Andi frotta la tête le long de sa fente, étalant son jus dessus. Puis elle me guida jusqu'au seuil même de la perte de ma virginité. Elle se pencha en avant et m'embrassa avec force, sa langue glissant entre mes lèvres tandis que la tête de mon sexe dépassait son ouverture. Je m'enfonçai profondément en elle jusqu'à ce que je sois complètement enveloppé de sa chaleur humide et serrée.
« Oh putain, c’est tellement bon », m’exclamai-je. Rien dans mon expérience du porno et dans ma propre main ne m’avait préparé à cette sensation.
« Chut… » dit-elle en commençant à balancer ses hanches contre moi.
Je levai mes mains et les laissai parcourir son corps, explorant ses fesses, sa taille, son ventre. Je saisis ses seins et les serrai fort.
« Mmm, ouais, j’aime ça », gémit Andi en me chevauchant. « Fais-le encore. »
Je l'ai fait, en utilisant mes pouces pour taquiner ses mamelons durs. Puis je me suis penché en avant pour prendre un de ses seins rebondissants dans ma bouche, le suçant. Les yeux fermés, Andi semblait perdue dans son propre monde d'extase. Je n'avais jamais imaginé que perdre ma virginité serait comme ça.
« Je… je crois que je m’en approche », dis-je nerveusement, me sentant plus qu’un peu gênée. Cela ne faisait que quelques minutes. D’après ce que j’avais appris en regardant des films pornographiques, les mecs étaient censés tenir au moins vingt minutes, et certains pouvaient tenir des heures. Cependant, je savais que je ne pourrais pas me retenir plus longtemps.
« Ce n'est pas grave, dit Andi. Tu peux jouir en moi. »
Le simple fait d'entendre ces mots m'a fait fondre. « Je suis… Oh putain ! AHH… ! »
Peu à peu, les mouvements d'Andi ralentirent tandis que je pompais ma charge profondément dans ma toute première chatte. Finalement, elle s'arrêta et s'effondra sur moi, pressant ses seins contre ma poitrine tandis qu'elle me caressait le cou. Nous restâmes comme ça, nous reposant une minute avec ma bite épuisée toujours en elle.
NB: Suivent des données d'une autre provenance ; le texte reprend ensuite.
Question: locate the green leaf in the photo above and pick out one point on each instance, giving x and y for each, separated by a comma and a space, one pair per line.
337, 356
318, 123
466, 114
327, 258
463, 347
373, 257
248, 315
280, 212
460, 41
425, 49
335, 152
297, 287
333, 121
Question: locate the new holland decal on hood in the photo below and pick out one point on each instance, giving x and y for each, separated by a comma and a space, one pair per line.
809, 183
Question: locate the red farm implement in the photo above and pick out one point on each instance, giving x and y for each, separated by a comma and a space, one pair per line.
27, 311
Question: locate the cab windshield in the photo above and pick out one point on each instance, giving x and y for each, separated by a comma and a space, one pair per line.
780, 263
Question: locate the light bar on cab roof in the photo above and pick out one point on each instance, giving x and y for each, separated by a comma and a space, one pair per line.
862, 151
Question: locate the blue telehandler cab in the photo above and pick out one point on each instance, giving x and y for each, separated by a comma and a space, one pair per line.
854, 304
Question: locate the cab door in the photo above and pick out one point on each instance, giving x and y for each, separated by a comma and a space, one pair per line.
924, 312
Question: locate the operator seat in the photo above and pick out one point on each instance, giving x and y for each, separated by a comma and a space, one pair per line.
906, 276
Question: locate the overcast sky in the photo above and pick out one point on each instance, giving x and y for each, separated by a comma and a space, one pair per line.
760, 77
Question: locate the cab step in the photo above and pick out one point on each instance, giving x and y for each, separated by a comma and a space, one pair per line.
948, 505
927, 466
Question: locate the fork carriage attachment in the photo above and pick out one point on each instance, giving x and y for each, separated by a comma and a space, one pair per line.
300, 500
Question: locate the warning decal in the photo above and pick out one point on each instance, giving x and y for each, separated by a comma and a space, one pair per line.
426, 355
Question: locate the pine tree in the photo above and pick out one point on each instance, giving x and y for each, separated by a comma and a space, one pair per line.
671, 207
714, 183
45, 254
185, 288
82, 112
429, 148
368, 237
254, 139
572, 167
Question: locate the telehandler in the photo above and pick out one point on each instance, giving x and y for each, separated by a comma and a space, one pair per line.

« Merci Justin, c'était amusant », dit Andi, se levant enfin de mes genoux.
« Ouais, c'était… vraiment génial ! » dis-je avec enthousiasme.
« Et dis à ta sœur que nous sommes quittes maintenant. »
« Attends quoi? »
Mais sans plus d'explication, Andi est retournée dans la salle de bain pour laver mon sperme qui coulait entre ses cuisses.